Edit: If you mean PyPI, there is no new version with the fix released yet

tehkillerbee commented 3 years ago

@divadsn Thanks, yes I shortly found that commit after posting my first comment. Anyways, after checking out the latest 0.6.x branch and updating tidalapi, my mopidy-tidal plugin works as expected without any changes. So I guess we just have to wait for an updated 0.6.x release :)

tehkillerbee commented 3 years ago

One more comment to add, it seems after streaming for a couple of hours (4-5 albums), the 401 Client Error: Unauthorized for URL appeared again and playback stopped abruptly.

After restarting Mopidy, I am prompted with another "Visit link.tidal.com/XXXXX to log in, the code will expire in 300 seconds"

Its definitely less than one week since I last had to authenticate.

JuniorJPDJ commented 3 years ago

So this means that autorefresh doesn't work? I've no trouble using the same refresh token with my lib for few months.

tehkillerbee commented 3 years ago

Well when the 401 client error appeared while requesting a song, the token was not refreshed automatically.

After restarting mopidy, it was not refreshed and a new auth was requested instead. So either the tokens I am loading from the json file are not valid - or the auto refresh is not triggered.
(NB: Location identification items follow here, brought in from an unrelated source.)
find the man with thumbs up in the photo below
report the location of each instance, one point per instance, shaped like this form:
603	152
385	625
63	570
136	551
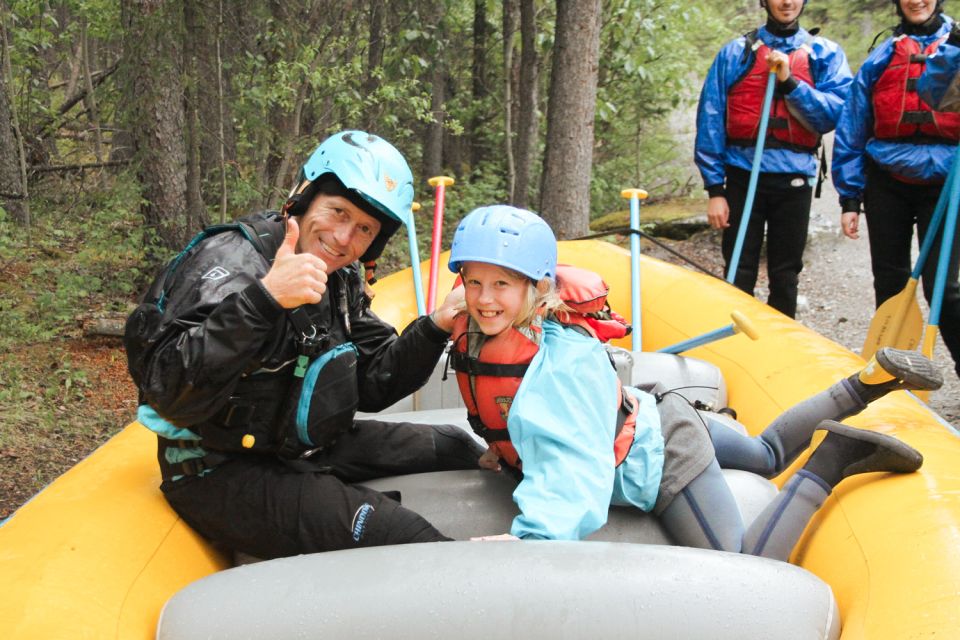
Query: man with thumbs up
256	347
divadsn commented 3 years ago

@tehkillerbee my bot is using the latest 0.7x branch with same tokens for 11 days now without any issues.

image

Also, upon checking, the access tokens from Tidal are valid for one week, while the refresh tokens don't have a exp timestamp.

Regarding auto refresh, I think pip did not upgrade your local tidalapi package when installing via pip install -U git+https://github.com/tamland/python-tidal@0.6.x, as it still uses the old 0.6.8 release version inside setup.py.

Just uninstall the PyPI version first and then install from git, this should solve your problem.

tehkillerbee commented 3 years ago

@divadsn Thank you. I will try reinstalling tidalapi as you instructed and see if the issue reappears. Unfortunately, it takes a while to test :)

2e0byo commented 1 year ago

@tehkillerbee can we close this? Do we need to update the docs?

tehkillerbee commented 1 year ago

I suspect the issue was left open due to the documentation not being updated. But let's close it and add a new issue that describes how to load token from file.